EpimAb’s CD3-binding domain library also provides unique advantages for the development of T-cell engager (TCE) molecules. This library offers diverse CD3-binding arms with optimized affinity to balance efficacy and safety, demonstrating particular excellence in reducing the risk of cytokine release syndrome (CRS). The low incidence of CRS (limited to Grade 1) and high safety profile exhibited by EMB-06 in clinical trials are a direct reflection of this technological advantage.
The MAT-Fab platform enables EpimAb Biotherapeutics to rapidly generate and screen a series of T-cell engager molecules during the early discovery phase, advancing candidate molecules with optimal efficacy and safety profiles into pre-IND and clinical stages, thereby complementing the FIT-Ig platform. The synergistic effect of these platforms has allowed EpimAb Biotherapeutics to establish technical barriers in the bispecific antibody field, enhancing the international competitiveness of its products, which serves as the core foundation for its successful global expansion through the NewCo model.

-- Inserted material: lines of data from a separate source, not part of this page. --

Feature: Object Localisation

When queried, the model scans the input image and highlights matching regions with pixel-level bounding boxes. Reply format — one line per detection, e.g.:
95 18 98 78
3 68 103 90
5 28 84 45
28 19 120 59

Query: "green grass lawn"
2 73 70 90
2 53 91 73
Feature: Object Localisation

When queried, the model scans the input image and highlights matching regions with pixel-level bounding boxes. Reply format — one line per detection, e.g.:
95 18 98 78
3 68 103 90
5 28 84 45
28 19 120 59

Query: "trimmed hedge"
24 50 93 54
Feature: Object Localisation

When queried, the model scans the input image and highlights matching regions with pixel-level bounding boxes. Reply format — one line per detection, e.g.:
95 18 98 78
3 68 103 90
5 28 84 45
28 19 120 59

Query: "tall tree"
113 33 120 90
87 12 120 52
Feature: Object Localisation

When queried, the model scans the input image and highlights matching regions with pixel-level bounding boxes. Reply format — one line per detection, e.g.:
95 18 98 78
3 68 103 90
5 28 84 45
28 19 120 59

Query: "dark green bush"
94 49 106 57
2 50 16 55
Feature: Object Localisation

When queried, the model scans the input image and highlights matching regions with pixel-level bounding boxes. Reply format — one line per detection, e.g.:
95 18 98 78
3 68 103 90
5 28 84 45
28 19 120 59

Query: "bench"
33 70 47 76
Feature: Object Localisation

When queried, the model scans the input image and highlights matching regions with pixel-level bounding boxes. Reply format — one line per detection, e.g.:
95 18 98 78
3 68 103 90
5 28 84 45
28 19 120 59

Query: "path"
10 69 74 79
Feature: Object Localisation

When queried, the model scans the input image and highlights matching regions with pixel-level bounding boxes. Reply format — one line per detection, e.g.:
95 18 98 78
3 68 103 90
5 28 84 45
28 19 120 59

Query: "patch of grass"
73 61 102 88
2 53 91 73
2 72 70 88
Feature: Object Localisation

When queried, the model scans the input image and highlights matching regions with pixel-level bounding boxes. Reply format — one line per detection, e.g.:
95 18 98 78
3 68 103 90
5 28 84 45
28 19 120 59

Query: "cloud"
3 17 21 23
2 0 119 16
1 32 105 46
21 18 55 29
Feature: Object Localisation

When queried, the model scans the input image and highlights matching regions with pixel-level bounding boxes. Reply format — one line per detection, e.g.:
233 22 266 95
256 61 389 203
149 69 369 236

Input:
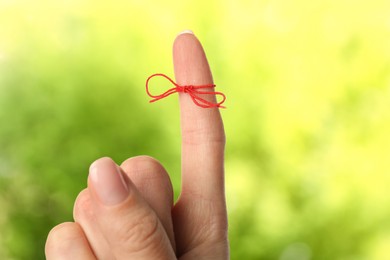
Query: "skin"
45 32 229 260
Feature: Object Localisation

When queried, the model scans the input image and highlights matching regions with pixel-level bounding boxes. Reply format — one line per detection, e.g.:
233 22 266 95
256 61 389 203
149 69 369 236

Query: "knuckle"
121 155 165 172
119 209 161 253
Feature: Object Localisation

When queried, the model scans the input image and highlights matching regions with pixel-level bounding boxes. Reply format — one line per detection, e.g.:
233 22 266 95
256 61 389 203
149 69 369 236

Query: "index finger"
173 33 225 204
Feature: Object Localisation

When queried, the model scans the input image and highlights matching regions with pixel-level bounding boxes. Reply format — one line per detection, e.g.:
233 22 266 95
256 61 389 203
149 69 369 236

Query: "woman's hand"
45 32 229 260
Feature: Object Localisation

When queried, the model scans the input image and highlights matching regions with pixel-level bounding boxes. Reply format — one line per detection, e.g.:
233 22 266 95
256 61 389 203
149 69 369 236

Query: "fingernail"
89 157 129 206
178 30 194 35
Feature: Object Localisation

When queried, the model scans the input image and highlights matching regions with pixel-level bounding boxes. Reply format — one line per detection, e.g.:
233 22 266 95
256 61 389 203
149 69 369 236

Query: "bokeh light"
0 0 390 260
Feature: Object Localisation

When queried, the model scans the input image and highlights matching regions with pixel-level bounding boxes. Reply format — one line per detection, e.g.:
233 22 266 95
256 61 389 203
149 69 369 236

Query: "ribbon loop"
146 73 226 108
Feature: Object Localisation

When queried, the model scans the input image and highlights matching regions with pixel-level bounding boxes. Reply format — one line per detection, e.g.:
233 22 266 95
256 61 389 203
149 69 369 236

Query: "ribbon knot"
146 73 226 108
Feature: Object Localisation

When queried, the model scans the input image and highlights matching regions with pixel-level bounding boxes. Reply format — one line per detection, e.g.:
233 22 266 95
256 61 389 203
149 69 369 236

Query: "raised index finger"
173 33 225 204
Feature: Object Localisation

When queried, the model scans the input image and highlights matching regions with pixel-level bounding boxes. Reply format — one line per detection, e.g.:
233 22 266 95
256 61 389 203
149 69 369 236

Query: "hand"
45 33 229 260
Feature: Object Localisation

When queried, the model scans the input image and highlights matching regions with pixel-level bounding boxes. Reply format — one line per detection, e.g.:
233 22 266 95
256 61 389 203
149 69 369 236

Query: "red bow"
146 73 226 108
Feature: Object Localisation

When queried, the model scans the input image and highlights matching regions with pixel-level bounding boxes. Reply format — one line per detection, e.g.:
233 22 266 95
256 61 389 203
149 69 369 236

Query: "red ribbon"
146 73 226 108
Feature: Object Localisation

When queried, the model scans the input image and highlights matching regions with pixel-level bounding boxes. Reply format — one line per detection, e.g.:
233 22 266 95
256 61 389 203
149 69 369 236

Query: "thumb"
88 158 176 259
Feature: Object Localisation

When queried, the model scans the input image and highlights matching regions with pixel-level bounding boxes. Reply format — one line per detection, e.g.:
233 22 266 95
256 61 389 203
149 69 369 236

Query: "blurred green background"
0 0 390 260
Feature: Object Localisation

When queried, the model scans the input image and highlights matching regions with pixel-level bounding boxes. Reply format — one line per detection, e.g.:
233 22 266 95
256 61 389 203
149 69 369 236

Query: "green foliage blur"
0 0 390 260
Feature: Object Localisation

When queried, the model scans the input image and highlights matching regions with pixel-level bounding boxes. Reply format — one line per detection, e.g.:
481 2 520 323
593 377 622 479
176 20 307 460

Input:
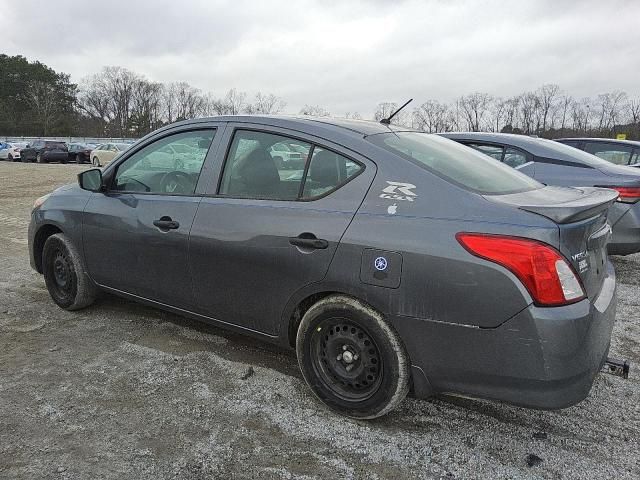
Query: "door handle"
289 233 329 250
153 217 180 232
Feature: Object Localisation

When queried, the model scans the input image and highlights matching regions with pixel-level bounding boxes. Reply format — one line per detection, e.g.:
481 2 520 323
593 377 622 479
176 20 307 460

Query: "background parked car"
269 143 308 168
20 140 69 163
68 143 97 163
556 138 640 167
0 142 27 162
442 132 640 255
90 143 131 167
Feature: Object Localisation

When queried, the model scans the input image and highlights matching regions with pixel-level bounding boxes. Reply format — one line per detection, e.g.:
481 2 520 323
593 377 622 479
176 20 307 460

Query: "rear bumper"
608 203 640 255
393 262 616 409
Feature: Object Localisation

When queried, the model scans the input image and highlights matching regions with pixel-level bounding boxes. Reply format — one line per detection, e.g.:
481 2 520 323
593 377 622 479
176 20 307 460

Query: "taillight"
456 233 585 307
602 186 640 203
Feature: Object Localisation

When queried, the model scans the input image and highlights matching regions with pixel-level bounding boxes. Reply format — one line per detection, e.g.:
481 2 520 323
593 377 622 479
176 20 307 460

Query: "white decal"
380 181 418 202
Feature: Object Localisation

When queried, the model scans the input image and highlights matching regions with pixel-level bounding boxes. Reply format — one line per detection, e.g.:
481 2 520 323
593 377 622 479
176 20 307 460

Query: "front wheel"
296 295 409 419
42 233 96 310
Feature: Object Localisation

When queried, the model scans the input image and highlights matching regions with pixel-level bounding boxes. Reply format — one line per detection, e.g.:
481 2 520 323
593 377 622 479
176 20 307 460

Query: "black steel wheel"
42 233 96 310
296 295 410 419
310 317 384 401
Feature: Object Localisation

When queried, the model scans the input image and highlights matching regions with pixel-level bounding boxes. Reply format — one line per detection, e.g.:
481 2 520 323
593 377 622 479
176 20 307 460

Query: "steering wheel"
160 172 193 193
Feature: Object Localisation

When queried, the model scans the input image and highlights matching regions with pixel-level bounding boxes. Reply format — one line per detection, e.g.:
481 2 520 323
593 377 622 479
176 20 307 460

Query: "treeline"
0 55 640 139
390 84 640 139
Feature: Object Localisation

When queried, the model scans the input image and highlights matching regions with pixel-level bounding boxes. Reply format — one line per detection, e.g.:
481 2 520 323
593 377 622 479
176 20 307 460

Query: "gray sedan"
441 132 640 255
29 116 618 418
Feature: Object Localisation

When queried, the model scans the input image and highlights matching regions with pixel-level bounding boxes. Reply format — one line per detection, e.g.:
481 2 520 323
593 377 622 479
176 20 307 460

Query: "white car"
0 142 27 162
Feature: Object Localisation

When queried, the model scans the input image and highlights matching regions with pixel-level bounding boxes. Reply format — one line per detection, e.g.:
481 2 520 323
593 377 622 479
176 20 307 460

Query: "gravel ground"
0 162 640 479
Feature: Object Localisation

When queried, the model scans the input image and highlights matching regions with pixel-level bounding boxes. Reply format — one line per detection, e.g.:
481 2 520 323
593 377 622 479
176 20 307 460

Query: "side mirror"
78 168 103 192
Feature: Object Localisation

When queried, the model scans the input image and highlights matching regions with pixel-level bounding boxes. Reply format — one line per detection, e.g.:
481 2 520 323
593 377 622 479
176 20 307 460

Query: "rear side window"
585 142 633 165
302 147 362 200
218 130 364 201
367 132 542 195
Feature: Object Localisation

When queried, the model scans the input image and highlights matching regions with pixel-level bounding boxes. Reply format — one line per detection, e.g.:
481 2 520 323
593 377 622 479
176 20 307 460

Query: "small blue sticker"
373 257 387 271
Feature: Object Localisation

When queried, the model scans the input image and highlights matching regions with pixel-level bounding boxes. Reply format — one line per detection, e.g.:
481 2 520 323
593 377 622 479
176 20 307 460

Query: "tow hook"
602 358 630 379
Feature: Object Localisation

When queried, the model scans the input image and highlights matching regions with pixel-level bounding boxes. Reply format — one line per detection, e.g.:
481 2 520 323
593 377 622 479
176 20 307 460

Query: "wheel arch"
33 223 64 274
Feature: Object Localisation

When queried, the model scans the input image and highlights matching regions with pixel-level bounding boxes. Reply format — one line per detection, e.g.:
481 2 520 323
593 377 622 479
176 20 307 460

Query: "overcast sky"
0 0 640 116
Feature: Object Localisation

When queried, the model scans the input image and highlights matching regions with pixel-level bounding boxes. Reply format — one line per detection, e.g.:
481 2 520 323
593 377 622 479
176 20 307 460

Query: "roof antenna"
380 98 413 125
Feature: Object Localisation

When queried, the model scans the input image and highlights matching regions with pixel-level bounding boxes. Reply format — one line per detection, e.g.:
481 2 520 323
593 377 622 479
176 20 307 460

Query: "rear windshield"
538 138 611 168
367 132 542 195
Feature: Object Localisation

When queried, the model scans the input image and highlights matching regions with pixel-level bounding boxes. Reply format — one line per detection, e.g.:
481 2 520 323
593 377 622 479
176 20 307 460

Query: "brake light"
602 186 640 203
456 233 585 307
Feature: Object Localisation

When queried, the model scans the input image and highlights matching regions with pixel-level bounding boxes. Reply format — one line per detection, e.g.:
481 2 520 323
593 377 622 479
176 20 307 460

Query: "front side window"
502 147 527 168
468 143 504 161
367 132 544 195
219 130 311 200
585 142 633 165
113 129 215 195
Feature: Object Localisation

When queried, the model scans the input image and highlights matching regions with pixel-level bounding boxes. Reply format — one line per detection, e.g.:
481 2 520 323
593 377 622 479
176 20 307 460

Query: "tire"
296 295 410 419
42 233 97 310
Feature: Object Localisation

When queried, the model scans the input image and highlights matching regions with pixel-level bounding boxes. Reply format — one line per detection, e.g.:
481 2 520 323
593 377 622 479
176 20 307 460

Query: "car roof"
439 132 606 164
165 115 414 137
556 137 640 147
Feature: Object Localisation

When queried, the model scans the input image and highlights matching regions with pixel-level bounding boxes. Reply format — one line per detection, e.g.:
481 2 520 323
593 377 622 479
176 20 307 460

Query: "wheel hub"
314 322 382 400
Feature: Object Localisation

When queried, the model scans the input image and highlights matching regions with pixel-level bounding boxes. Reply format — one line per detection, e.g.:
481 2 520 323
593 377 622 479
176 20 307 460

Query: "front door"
190 127 375 335
83 128 216 308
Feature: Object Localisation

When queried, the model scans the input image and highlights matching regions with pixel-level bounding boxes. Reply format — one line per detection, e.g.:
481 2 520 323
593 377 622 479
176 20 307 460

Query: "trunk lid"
485 186 618 298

Driven by factors such as convenience, accessibility, and production costs, T-cell engager (TCE) bispecific antibody therapies are poised to become the next major investment hotspot in innovative drugs. In 2024, there were nearly 20 global transactions involving investigational TCE bispecific antibodies, with a total deal value exceeding $8.5 billion. In addition to EpimAb Biotherapeutics, other NewCo deals finalized last year—such as those for Genor Biopharma’s monoclonal antibody and Weilizhibo’s trispecific antibody—also involved pipeline assets in the TCE field.
EpimAb Biotherapeutics’ $210 million NewCo overseas partnership marks a significant milestone in the field of domestically developed TCE bispecific antibodies and represents another successful application of the NewCo model in this sector.
As the wave of Chinese innovative pharmaceutical companies expanding overseas gains momentum, the NewCo model is emerging as a key pathway for the internationalization of China’s innovative drugs. In 2024, business development (BD) deals in China’s innovative drug sector exhibited trends characterized by “low upfront payments, high transaction volume, substantial deal values, and diverse partnership counterparts,” with the NewCo model serving as a significant driver of this trend. Compared with traditional BD models, the NewCo model offers higher upfront payment proportions and facilitates corporate innovation, resource integration, risk diversification, and benefit sharing.
As China accelerates the internationalization of its pharmaceutical regulatory framework and enhances its capacity for innovative drug R&D, the NewCo model is poised to become one of the predominant strategies for Chinese biopharmaceutical companies expanding globally, thereby strengthening the position of China’s pharmaceutical industry in global competition.